Haitian Earthquake Survivors At Risk: Tetanus

By Barbara Lock, MD
January 15, 2010

While most experts speak of the critical 72-hour window for the rescue and treatment of survivors following disasters, it appears that in Haiti, the vast majority of injured survivors will get delayed care, if anything.  Communications, transport, supplies, and availability of medical perrsonel and shelter are still wholly inadequate to meet the demand, according to various sources. 

There is a parallel 72 hour window; that is the window of time for preventative treatment of tetanus following an injury contaminated with soil. 

Tetanus, also called lockjaw, is a terrible illness, in which Clostridium tetani bacterial spores, found in soil everywhere, grows unchecked in wounds with poor blood supply.  Once tetanus has set in, patients suffer severe muscle rigidity, which can prevent normal breathing.  Mortality from tetanus is upwards 18% in the United States, though nearer to 100% without medical attention. 

It is hard to imagine a disaster as likely to produce as significant of a tetanus epidemic as an earthquake in an undeveloped nation in which tens of thousands, if not hundreds of thousands, of persons suffer deep wounds contaminated with soil, in the setting of limited or no clean water or medical care. 

Outbreaks of tetanus were recorded after the 2004 Indian Ocean earthquake that spawned the massive Tsunami and after the North Pakistan (Kashmir) earthquake.  In both cases, the setting included low rates of baseline immunization and medical services undersupplied and overwhelmed to manage countless survivors with contaminated wounds.

Usual management of tetanus is through prevention by routine immunization of children and adults ever five to ten years, and through early and frequent wound cleansing of deep and dirty wounds.
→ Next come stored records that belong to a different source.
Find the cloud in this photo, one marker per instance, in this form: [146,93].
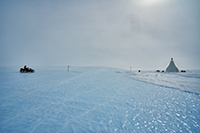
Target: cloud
[109,33]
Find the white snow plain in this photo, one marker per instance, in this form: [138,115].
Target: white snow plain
[98,99]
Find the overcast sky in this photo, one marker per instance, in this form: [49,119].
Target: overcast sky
[116,33]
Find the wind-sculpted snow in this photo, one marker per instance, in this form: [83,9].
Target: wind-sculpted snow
[92,99]
[189,81]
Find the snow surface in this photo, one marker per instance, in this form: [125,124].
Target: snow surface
[97,99]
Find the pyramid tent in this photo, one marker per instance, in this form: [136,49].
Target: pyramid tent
[172,67]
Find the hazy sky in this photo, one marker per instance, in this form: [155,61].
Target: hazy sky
[117,33]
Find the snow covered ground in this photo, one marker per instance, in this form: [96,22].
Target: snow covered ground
[189,81]
[97,99]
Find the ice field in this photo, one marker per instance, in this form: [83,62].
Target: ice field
[98,99]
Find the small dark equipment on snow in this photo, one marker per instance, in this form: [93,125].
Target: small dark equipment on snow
[26,70]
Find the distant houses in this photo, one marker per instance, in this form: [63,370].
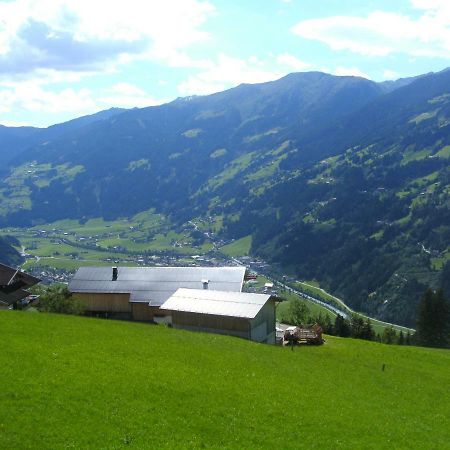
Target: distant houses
[194,298]
[13,285]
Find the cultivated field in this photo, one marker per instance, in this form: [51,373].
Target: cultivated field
[73,382]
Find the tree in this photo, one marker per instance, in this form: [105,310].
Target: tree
[367,331]
[389,336]
[433,322]
[341,327]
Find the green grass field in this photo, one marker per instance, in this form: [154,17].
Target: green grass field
[73,382]
[240,247]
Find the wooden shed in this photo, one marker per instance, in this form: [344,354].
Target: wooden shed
[138,292]
[250,316]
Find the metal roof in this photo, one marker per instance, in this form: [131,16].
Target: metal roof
[12,282]
[204,301]
[154,285]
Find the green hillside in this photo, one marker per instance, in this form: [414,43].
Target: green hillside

While routine wound management of earthquake victims may seem routine enough to be deferred until more critically injured patients are treated, there is a strong likelihood that many of these survivors who are currently relatively well will develop tetanus if their wounds are not addressed.

In nations with a robust health care system, persons who develop wounds likely to be contaminated with soil and who have not had a tetanus immunization in the last five years are given both a tetanus immunization and tetanus immune globulin to prevent tetanus.  If a devastating earthquake were to occur in the United States, even if the healthcare system were similarly devastated, it is unlikely that as many people would be at risk for subsequent tetanus because of relatively high rates of baseline immunization.

It is unlikely that the population in Haiti has anything like a similar baseline rate of tetanus immunization.   Haiti could not have been considered to have a robust health care system prior to the earthquake, and since the earthquake decimated the health care capacity of the nation, it is hard to imagine that injured survivors are getting propper wound care and reimmunization.

The antibiotic metronidazole (Flagyl) is effective at treating early stage tetanus infections. 

We hope that relief supplies to Haiti include treatment for contaminated wounds, tetanus immunization and immune globulin, and effective antibiotics.